Anak Punk
Di jalan, sering kita
temukan pemandangan, segerombolan anak muda—bahkan bisa dikatakan remaja—mengenakan
kaos hitam, berjaket lusuh, celana jin robek, sepatu boots, bertato, ditindik
dengan rambut gaya mohawk; mencukur tipis atau sampai habis bagian kanan kiri
rambut dan membiarkan bagian tengahnya tetap memanjang. Bisa juga dengan model
rambut deathhawk yang membiarkan sedikit rambut dekat telinga menjuntai ke
bawah sehingga menimbulkan kesan lusuh, urakan, dan seram.
Dandanan mereka terkadang dilengkapi dengan aksesori kalung salib terbalik atau logo nazi-swastika. Sebagian mereka hidup secara liar, tidak memiliki hunian yang tetap. Hidup mereka dari jalan ke jalan. Tidak sedikit ditemukan dari kalangan mereka terjerat narkoba, suka mabuk-mabukan, dan memalak; meminta uang secara paksa kepada masyarakat. Jika mereka hendak bepergian atau beralih tempat, mereka cukup bergerombol menghentikan kendaraan bak terbuka lalu menumpanginya. Kesan di masyarakat, mereka adalah gerombolan anak muda yang hidup bebas tanpa aturan, semau gue. Masyarakat mengenal mereka sebagai gerombolan punk (baca: pang).
Punk tumbuh empat puluh
tahun lalu. Berawal dari satu generasi di Amerika dan Inggris yang kemudian
menyebar ke berbagai belahan bumi. Menurut Profane Existence, sebuah fanzine
(publikasi internal) asal Amerika menyebutkan bahwa Indonesia dan Bulgaria
adalah negara dengan tingkat perkembangan punk peringkat teratas di dunia.

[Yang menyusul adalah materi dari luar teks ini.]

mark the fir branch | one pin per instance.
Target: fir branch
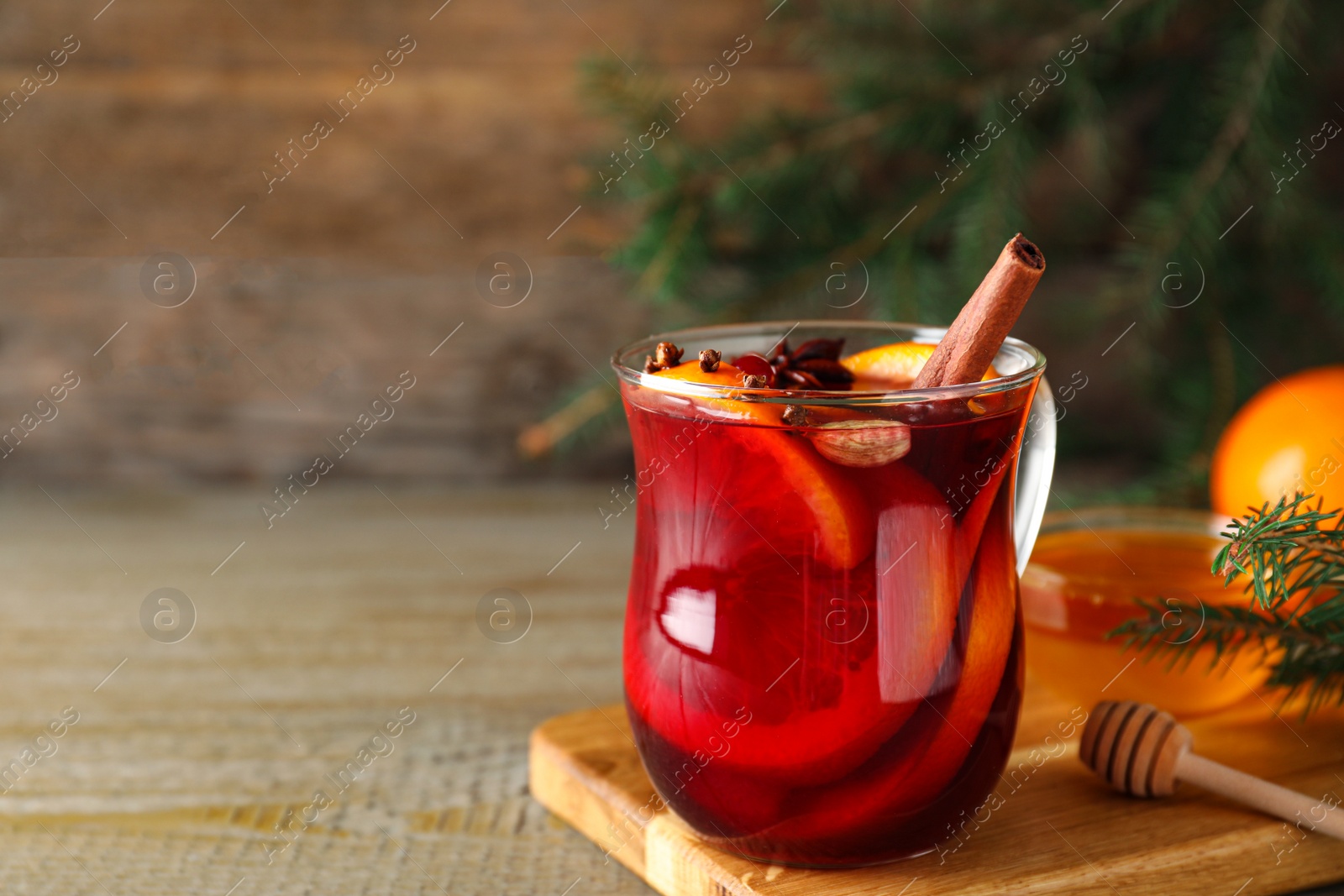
(1292, 558)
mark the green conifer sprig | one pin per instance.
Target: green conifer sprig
(1290, 558)
(1173, 123)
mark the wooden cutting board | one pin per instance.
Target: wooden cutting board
(1058, 831)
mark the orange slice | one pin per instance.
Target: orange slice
(725, 375)
(895, 363)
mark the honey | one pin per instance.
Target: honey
(1085, 574)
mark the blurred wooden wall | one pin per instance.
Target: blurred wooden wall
(155, 132)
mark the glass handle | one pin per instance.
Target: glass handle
(1035, 468)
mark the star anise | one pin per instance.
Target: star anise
(812, 365)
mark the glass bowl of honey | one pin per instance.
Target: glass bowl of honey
(1085, 575)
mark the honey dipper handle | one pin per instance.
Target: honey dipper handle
(1281, 802)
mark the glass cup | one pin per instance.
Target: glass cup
(823, 641)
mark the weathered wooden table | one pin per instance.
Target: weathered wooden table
(307, 641)
(245, 757)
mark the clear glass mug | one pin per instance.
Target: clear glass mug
(823, 640)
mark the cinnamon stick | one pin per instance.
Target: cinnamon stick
(974, 338)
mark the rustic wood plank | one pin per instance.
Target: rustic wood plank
(181, 766)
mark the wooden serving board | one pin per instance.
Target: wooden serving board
(1057, 831)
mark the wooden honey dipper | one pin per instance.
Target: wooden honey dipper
(1144, 752)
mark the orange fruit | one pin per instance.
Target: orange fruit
(1288, 438)
(891, 364)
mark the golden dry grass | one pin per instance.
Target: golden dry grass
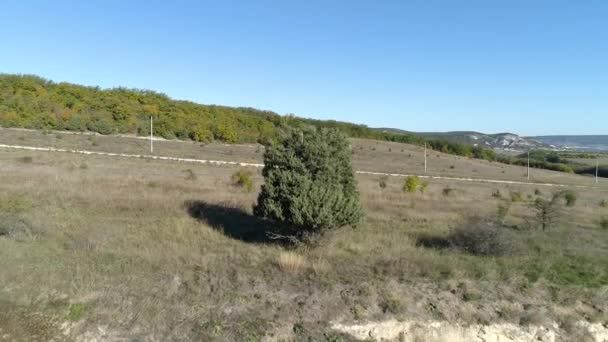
(123, 239)
(291, 262)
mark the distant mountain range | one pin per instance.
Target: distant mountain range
(514, 142)
(589, 143)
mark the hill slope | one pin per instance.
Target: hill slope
(33, 102)
(590, 143)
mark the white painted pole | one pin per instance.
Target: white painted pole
(424, 157)
(151, 136)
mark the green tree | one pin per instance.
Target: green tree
(309, 184)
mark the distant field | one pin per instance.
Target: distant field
(368, 155)
(136, 249)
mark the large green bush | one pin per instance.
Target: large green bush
(309, 184)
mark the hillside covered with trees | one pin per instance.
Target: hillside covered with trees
(33, 102)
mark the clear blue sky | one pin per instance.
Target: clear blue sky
(525, 66)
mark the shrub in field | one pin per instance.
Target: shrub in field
(570, 197)
(25, 160)
(517, 196)
(242, 178)
(290, 262)
(309, 183)
(382, 182)
(496, 193)
(481, 236)
(411, 184)
(503, 210)
(423, 186)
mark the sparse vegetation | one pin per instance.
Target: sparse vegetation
(242, 178)
(291, 262)
(76, 311)
(503, 211)
(481, 236)
(25, 159)
(517, 196)
(570, 197)
(423, 186)
(547, 210)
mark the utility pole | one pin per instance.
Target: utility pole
(151, 136)
(528, 172)
(424, 157)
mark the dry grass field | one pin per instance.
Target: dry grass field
(135, 249)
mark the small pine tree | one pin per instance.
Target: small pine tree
(411, 184)
(309, 184)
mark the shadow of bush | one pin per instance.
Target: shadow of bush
(477, 236)
(233, 222)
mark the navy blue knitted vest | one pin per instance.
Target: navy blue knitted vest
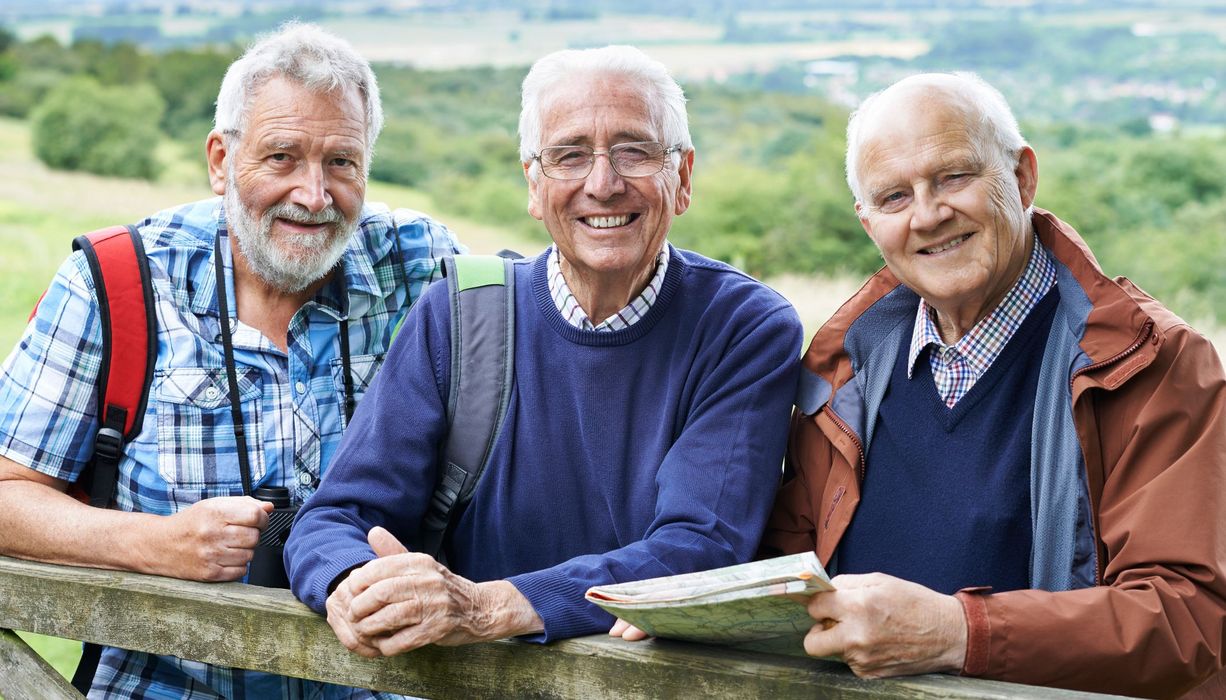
(945, 500)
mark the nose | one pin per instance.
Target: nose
(312, 190)
(928, 210)
(603, 182)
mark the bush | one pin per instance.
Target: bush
(82, 125)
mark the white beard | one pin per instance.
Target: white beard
(293, 265)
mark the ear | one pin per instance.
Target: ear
(215, 153)
(685, 185)
(864, 221)
(1028, 175)
(533, 193)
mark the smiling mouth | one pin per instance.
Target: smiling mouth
(947, 245)
(608, 221)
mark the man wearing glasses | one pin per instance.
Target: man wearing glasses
(647, 416)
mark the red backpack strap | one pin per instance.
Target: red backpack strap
(129, 346)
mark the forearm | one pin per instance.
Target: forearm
(503, 612)
(42, 524)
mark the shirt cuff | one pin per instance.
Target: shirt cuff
(978, 629)
(560, 606)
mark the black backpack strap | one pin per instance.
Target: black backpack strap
(482, 292)
(129, 348)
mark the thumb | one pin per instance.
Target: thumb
(385, 543)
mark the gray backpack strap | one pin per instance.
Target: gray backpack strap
(482, 292)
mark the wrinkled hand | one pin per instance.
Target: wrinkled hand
(403, 600)
(625, 630)
(212, 540)
(882, 627)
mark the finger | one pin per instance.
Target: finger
(346, 635)
(385, 543)
(634, 634)
(849, 581)
(239, 536)
(824, 641)
(825, 606)
(385, 592)
(226, 573)
(388, 620)
(243, 510)
(408, 639)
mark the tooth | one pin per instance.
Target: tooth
(607, 221)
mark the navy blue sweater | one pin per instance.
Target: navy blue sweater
(945, 500)
(625, 455)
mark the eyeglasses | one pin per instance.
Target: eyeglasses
(635, 159)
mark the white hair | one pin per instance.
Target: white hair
(666, 102)
(992, 126)
(307, 55)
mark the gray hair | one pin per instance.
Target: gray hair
(666, 102)
(992, 125)
(308, 55)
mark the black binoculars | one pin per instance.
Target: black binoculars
(267, 564)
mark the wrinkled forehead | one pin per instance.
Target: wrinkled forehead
(917, 123)
(573, 107)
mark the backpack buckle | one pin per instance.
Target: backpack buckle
(108, 445)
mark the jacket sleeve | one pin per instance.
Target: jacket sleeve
(1155, 624)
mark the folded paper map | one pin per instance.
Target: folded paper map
(757, 606)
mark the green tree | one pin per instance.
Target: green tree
(189, 81)
(83, 125)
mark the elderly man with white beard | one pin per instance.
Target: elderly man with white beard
(287, 287)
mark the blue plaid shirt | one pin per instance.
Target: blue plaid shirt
(292, 402)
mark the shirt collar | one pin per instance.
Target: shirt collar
(576, 316)
(983, 342)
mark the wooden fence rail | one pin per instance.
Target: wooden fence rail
(234, 624)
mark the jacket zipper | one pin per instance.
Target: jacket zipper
(1143, 337)
(860, 448)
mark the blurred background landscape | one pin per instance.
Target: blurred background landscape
(104, 106)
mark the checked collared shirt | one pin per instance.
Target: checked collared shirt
(955, 368)
(291, 401)
(575, 314)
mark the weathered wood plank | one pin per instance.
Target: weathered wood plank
(233, 624)
(25, 674)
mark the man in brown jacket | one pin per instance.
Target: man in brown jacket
(1013, 462)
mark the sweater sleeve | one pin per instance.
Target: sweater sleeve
(715, 484)
(1156, 624)
(385, 467)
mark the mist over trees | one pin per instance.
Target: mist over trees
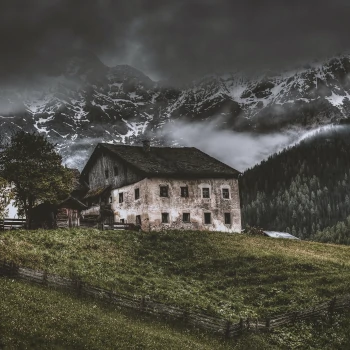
(302, 190)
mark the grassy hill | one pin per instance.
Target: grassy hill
(222, 274)
(32, 317)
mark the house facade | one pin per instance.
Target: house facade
(161, 188)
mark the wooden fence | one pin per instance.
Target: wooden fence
(12, 224)
(121, 226)
(196, 318)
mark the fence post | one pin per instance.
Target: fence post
(227, 329)
(45, 282)
(331, 309)
(78, 286)
(185, 315)
(143, 302)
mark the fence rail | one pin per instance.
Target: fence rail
(195, 318)
(12, 224)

Di Indonesia sendiri, punk
masuk sekitar dekade 80-an melalui musik dan fesyen. Generasi punk mulai
membiak seiring penampilan kelompok musik punk, Sex Pistol, yang banyak
digandrungi oleh kawula muda dan remaja. Mulailah budaya meniru menjalar.
Beberapa anak muda di Bandung menjiplak mentah-mentah budaya impor tersebut.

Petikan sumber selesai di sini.